Zum Anlass seines jüngsten moralischen Appells nahm der Erzbischof seinen eigenen Geburtstag. Von einer jahrelangen Prostatakrebs-Erkrankung in den Rollstuhl gezwungen, schrieb Tutu Ende vergangener Woche in einem Gastbeitrag für die Washington Post, er habe sich sein gesamtes Leben lang für die Würde lebender Menschen eingesetzt.

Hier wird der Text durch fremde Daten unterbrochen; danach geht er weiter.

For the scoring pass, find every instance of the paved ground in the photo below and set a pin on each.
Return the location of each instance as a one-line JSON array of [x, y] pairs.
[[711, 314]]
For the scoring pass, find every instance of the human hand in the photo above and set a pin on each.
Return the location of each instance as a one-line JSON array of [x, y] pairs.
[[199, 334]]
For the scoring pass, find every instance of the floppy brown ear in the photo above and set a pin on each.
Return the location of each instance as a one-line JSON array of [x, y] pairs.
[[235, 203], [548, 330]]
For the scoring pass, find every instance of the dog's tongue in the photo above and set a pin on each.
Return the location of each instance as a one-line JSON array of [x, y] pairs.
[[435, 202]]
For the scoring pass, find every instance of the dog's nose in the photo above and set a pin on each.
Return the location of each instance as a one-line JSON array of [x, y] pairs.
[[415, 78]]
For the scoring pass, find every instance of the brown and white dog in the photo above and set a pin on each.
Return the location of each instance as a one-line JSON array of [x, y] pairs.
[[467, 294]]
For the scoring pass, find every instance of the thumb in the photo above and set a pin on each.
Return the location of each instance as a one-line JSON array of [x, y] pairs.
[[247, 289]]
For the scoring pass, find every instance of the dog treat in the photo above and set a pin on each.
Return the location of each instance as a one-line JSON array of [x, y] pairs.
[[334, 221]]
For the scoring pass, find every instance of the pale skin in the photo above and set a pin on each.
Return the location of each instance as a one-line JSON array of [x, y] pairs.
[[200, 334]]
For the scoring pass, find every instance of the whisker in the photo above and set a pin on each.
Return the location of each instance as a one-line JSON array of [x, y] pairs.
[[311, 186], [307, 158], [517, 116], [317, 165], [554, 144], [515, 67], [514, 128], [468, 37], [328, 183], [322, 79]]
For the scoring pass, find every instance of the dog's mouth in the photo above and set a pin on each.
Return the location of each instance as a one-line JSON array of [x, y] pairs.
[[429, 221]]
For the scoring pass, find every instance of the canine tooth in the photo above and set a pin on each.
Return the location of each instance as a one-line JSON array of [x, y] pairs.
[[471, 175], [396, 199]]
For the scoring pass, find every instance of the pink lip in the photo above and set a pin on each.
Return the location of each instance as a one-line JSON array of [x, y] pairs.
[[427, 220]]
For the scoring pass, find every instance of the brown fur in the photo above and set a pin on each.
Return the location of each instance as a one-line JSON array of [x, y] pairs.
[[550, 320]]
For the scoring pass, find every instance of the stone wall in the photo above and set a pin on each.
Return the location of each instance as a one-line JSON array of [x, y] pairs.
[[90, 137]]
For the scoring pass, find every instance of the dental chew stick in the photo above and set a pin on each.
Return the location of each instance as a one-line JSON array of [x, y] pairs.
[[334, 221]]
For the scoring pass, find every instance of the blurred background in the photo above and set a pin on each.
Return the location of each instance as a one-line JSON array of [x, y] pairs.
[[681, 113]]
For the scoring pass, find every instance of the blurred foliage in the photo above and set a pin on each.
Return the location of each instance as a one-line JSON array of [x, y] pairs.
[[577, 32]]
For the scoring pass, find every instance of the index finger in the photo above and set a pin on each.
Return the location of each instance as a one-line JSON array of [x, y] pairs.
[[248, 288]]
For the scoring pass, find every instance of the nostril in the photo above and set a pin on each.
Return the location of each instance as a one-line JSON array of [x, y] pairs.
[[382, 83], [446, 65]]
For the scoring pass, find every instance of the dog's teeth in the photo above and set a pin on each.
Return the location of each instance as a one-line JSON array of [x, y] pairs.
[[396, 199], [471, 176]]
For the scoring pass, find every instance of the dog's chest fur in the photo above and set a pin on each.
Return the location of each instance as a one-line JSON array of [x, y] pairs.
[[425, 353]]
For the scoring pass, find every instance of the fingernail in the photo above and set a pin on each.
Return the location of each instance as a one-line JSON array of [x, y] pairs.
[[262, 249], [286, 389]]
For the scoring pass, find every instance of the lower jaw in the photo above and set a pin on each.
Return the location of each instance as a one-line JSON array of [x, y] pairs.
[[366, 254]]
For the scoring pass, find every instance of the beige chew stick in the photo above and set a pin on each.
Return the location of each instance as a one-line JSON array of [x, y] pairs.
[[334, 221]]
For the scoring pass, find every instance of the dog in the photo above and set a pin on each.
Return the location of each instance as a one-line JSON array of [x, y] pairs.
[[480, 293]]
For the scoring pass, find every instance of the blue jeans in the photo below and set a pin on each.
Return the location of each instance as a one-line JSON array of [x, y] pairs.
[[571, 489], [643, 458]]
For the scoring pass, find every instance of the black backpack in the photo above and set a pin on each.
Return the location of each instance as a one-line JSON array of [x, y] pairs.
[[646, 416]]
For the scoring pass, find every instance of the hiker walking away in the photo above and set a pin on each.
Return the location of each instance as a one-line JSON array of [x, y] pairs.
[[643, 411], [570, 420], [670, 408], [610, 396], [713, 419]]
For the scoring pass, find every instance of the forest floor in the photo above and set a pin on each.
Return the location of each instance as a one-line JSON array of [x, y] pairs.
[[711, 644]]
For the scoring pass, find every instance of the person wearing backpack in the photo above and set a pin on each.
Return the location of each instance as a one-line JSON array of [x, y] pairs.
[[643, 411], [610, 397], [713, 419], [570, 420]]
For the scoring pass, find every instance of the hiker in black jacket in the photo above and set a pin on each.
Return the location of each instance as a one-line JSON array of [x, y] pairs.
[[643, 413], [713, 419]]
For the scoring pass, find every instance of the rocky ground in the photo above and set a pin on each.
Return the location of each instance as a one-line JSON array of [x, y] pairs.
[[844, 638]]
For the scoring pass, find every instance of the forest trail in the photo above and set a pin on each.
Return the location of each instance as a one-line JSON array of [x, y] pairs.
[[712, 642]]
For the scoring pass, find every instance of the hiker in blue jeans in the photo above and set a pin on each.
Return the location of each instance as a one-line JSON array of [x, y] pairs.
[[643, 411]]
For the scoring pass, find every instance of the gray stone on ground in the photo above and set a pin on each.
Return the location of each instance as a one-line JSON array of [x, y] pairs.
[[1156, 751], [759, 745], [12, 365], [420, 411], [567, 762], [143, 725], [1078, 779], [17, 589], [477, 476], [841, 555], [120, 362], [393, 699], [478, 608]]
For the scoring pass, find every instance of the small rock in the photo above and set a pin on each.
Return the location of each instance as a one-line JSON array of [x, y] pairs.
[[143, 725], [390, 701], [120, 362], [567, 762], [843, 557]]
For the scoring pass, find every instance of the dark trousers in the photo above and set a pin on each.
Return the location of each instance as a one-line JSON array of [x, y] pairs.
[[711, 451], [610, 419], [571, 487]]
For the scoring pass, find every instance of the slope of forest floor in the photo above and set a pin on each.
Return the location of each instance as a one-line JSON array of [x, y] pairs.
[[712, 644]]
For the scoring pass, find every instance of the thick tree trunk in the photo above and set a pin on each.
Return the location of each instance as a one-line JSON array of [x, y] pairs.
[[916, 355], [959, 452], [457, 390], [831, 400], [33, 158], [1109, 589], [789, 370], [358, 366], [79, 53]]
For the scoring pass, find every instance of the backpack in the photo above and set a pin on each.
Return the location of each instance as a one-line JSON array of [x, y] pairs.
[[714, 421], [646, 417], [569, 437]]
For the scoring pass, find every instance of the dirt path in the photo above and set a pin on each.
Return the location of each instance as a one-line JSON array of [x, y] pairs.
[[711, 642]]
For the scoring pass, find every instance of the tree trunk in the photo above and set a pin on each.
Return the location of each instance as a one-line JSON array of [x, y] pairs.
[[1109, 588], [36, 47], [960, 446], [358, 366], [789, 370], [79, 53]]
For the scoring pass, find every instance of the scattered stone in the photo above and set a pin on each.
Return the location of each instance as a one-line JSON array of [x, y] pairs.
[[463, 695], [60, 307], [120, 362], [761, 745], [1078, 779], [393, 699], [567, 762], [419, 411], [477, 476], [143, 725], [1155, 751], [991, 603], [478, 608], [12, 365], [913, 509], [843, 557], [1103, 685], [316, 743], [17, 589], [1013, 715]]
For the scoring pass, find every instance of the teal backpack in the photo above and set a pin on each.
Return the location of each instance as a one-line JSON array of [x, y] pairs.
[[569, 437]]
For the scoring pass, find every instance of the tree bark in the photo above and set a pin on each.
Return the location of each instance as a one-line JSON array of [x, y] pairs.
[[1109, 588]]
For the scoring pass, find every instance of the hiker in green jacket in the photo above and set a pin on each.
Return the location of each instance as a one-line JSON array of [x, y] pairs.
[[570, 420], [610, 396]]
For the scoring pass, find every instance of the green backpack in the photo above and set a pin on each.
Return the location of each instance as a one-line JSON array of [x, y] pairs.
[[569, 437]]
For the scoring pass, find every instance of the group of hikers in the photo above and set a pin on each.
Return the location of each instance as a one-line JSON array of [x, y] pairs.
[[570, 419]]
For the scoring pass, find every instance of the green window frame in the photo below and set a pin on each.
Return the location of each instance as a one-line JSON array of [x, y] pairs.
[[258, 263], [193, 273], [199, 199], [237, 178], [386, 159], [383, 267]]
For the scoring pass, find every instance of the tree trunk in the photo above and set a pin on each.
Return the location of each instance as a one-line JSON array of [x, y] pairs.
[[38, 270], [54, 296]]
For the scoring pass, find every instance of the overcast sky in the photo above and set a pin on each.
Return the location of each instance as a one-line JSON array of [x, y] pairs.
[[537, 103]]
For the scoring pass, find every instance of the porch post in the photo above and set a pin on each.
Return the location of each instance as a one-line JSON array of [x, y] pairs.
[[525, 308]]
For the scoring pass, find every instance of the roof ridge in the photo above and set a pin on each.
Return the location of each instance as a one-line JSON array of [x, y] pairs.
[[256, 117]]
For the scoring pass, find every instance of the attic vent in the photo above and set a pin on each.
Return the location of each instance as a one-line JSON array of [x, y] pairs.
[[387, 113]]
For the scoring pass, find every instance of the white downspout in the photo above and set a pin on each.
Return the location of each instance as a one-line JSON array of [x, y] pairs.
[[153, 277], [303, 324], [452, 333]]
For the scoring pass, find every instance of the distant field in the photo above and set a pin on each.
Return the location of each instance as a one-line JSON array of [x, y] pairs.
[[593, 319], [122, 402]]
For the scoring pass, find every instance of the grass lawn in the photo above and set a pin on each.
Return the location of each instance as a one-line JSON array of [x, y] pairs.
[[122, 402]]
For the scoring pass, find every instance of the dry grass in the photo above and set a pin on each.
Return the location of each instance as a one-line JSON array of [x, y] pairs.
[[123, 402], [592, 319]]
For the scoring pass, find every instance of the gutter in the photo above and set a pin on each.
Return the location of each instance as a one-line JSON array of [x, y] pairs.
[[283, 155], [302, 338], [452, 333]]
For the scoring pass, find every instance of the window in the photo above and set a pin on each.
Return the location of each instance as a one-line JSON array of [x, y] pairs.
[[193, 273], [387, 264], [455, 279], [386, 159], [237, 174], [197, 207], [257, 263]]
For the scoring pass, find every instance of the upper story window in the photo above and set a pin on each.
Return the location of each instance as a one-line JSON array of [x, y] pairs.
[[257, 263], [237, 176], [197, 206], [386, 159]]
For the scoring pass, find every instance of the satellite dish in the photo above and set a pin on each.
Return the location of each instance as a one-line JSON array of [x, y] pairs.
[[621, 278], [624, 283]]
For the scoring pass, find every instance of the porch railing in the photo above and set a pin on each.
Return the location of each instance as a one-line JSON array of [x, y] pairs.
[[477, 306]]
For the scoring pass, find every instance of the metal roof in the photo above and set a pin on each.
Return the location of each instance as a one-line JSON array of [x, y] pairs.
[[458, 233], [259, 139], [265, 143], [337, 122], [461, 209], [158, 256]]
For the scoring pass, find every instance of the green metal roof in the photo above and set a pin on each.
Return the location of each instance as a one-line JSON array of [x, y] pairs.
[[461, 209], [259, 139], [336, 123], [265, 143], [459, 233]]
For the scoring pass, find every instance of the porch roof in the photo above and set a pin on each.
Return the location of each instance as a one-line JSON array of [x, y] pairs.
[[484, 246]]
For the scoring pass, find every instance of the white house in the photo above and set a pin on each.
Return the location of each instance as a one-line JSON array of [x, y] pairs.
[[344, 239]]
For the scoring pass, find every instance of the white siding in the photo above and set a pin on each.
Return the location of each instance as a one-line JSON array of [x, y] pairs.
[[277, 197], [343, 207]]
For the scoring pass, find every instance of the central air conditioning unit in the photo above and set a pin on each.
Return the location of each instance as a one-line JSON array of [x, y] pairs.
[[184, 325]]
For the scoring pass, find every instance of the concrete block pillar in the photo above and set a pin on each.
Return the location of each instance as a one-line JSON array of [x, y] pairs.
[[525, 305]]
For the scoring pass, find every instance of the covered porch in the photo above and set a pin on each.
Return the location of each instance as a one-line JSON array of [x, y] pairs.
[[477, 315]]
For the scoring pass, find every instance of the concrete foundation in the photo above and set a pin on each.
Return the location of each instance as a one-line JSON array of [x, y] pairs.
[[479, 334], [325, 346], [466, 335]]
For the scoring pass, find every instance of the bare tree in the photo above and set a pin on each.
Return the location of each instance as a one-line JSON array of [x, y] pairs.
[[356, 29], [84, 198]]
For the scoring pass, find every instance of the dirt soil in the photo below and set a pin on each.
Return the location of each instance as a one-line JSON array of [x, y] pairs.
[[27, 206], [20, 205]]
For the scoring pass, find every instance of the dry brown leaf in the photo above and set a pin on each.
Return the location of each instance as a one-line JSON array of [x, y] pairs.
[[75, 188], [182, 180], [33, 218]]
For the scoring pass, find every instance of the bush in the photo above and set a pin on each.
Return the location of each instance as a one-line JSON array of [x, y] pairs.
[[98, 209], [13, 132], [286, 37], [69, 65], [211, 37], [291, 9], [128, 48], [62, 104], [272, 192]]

Nun, 85-jährig und dem „Abflugterminal näher als der Ankunftshalle“, sei es Zeit, sich auch um die Würde sterbender Menschen zu kümmern. Diese sollten „mit derselben Fairness und demselben Mitgefühl“ wie lebende Menschen rechnen können. Noch immer gebe es „Tausende von Sterbenden auf der Welt, denen ein würdevoller Tod vorenthalten wird“.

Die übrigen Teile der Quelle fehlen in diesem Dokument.